Back when his father started Boy, Carl Schiffer literally was a boy, at 15 years old. Carl Schiffer, now company chairman, said the color change "was a big issue" for company executives.
"We realized we cannot change colors like everybody else changes colors, because we were always highly identified with our colors," Schiffer said, as a press with the new color rotated slowly at the NPE booth of Boy Machines Inc. of Exton, Pa.
The machine base now sports a lighter-aqua color instead of blue. The injection unit is now a metallic aluminum color. The safety gate is a lighter shade of yellow. Boy officials say the presses sport a more contemporary look.

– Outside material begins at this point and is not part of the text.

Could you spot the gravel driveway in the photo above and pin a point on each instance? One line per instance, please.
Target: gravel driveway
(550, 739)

Schiffer recalled that, 32 years ago, Boy broke new ground with yellow and blue. At the time, machinery usually was painted industrial colors of green or gray.
Dr. Boy began as an injection molding company, producing toothbrushes. Max Schiffer found that small presses with single-cavity molds worked better than larger machines running multicavity molds.
The company´s presses, with clamping forces of 14-88 tons, are built at a highly automated factory in Fernthal, Germany.
Boy Machines also made news in vertical-clamp machines at NPE 2000, by announcing a partnership with Panzer Tool Works Inc. of Elk Grove Village, Ill. Boy displayed a 24-ton insert molding machine with a Panzer-built Rotoslide system. The rotary table moves molds up and down and in and out of the molding area, giving the Boy machines new levels of automation.
On the Rotoslide, a servo-electric motor drives a ball screw, which then moves a slide guided by ball bearings.